The high-level API hides the details of brokers from the consumer and allows consuming off the cluster of machines without concern for the underlying topology. It also maintains the state of what has been consumed. The high-level API also provides the ability to subscribe to topics that match a filter expression (i.e., either a whitelist or a blacklist regular expression).
class SimpleConsumer {
/* Send fetch request to a broker and get back a set of messages. */
public ByteBufferMessageSet fetch(FetchRequest request);
/* Send a list of fetch requests to a broker and get back a response set. */
public MultiFetchResponse multifetch(List<FetchRequest> fetches);
/**
* Get a list of valid offsets (up to maxSize) before the given time.
* The result is a list of offsets, in descending order.
* @param time: time in millisecs,
* if set to OffsetRequest$.MODULE$.LATEST_TIME(), get from the latest offset available.
* if set to OffsetRequest$.MODULE$.EARLIEST_TIME(), get from the earliest offset available.
*/
public long[] getOffsetsBefore(String topic, int partition, long time, int maxNumOffsets);
}
The low-level API is used to implement the high-level API as well as being used directly for some of our offline consumers which have particular requirements around maintaining state.
/* create a connection to the cluster */
ConsumerConnector connector = Consumer.create(consumerConfig);
interface ConsumerConnector {
/**
* This method is used to get a list of KafkaStreams, which are iterators over
* MessageAndMetadata objects from which you can obtain messages and their
* associated metadata (currently only topic).
* Input: a map of <topic, #streams>
* Output: a map of <topic, list of message streams>
*/
public Map<String,List<KafkaStream>> createMessageStreams(Map<String,Int> topicCountMap);
/**
* You can also obtain a list of KafkaStreams, that iterate over messages
* from topics that match a TopicFilter. (A TopicFilter encapsulates a
* whitelist or a blacklist which is a standard Java regex.)
*/
public List<KafkaStream> createMessageStreamsByFilter(
TopicFilter topicFilter, int numStreams);
/* Commit the offsets of all messages consumed so far. */
public commitOffsets()
/* Shut down the connector */
public shutdown()
}
This API is centered around iterators, implemented by the KafkaStream class. Each KafkaStream represents the stream of messages from one or more partitions on one or more servers. Each stream is used for single threaded processing, so the client can provide the number of desired streams in the create call. Thus a stream may represent the merging of multiple server partitions (to correspond to the number of processing threads), but each partition only goes to one stream.

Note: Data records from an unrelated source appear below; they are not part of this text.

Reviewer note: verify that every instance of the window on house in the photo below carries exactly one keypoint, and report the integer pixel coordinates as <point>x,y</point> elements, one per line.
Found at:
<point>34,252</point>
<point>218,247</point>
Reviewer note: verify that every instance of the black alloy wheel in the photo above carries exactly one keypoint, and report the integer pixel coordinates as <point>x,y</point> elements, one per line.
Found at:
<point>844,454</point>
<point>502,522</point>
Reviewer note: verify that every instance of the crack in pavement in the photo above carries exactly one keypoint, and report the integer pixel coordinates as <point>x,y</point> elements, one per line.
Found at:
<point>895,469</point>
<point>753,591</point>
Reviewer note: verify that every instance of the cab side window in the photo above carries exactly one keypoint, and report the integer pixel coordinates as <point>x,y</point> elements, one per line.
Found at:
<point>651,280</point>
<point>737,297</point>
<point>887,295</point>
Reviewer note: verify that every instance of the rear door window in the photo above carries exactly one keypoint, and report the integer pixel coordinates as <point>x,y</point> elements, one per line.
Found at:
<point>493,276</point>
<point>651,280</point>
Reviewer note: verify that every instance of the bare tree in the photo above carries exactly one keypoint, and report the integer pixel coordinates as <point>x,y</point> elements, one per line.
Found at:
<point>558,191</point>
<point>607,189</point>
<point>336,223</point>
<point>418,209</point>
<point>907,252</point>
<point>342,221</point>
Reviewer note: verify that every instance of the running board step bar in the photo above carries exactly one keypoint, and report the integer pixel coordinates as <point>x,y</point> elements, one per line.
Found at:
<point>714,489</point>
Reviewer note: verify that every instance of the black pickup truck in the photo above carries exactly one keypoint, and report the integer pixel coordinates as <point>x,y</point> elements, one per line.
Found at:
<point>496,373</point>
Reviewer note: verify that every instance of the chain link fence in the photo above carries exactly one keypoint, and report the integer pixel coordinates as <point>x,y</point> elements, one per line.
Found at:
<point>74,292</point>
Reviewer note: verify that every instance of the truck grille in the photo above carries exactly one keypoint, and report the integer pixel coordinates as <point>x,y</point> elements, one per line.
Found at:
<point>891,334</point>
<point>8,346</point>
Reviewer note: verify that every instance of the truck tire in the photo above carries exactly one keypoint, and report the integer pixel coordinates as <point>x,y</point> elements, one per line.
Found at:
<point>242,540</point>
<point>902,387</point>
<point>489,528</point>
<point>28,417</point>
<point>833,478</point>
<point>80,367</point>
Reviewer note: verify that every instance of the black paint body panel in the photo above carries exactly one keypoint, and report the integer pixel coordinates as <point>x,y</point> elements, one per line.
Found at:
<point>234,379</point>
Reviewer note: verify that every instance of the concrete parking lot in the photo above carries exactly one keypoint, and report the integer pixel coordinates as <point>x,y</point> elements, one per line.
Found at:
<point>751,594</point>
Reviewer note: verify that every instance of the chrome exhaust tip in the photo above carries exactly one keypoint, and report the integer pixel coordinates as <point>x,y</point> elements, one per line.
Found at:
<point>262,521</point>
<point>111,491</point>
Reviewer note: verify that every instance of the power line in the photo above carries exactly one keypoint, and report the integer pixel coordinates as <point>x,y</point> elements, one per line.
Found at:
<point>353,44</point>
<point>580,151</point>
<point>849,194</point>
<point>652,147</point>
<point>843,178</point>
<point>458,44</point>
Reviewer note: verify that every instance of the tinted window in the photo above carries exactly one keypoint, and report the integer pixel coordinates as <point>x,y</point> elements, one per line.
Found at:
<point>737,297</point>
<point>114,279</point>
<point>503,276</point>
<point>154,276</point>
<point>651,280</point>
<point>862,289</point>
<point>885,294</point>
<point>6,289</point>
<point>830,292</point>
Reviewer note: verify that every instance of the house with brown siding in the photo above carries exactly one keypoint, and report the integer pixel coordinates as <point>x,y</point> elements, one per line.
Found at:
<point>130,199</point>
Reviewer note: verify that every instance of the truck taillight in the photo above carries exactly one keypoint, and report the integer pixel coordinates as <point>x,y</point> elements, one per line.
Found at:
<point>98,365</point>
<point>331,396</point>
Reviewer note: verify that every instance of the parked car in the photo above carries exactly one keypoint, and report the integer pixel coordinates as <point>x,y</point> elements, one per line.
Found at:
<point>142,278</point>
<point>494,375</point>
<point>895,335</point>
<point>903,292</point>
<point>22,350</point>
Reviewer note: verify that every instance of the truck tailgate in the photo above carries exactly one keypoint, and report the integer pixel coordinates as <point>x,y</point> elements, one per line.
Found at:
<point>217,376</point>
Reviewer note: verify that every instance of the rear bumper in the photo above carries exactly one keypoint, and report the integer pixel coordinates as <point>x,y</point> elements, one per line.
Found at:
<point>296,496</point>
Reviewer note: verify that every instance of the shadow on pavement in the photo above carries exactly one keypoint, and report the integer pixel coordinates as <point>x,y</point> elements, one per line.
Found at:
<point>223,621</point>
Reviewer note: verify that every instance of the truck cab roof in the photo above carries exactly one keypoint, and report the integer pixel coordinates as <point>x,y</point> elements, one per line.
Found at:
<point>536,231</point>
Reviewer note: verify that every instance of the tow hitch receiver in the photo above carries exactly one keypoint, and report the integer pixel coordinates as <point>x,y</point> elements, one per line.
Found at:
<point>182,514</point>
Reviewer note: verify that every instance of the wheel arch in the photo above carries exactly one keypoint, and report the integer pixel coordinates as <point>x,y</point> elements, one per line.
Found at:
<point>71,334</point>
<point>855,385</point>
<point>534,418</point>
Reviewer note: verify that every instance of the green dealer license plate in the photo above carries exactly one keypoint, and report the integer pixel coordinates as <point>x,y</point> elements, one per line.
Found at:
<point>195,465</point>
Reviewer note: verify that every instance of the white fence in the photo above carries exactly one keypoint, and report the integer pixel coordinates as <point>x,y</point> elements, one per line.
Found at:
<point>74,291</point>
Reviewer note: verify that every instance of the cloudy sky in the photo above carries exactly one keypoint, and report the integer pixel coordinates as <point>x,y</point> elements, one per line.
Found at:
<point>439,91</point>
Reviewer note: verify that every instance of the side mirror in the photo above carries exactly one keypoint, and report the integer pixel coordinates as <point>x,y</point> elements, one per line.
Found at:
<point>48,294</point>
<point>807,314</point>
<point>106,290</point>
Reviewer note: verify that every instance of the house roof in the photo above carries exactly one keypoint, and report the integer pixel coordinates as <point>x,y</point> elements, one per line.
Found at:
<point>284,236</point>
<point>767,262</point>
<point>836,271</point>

The createMessageStreams call registers the consumer for the topic, which results in rebalancing the consumer/broker assignment. The API encourages creating many topic streams in a single call in order to minimize this rebalancing. The createMessageStreamsByFilter call (additionally) registers watchers to discover new topics that match its filter. Note that each stream that createMessageStreamsByFilter returns may iterate over messages from multiple topics (i.e., if multiple topics are allowed by the filter).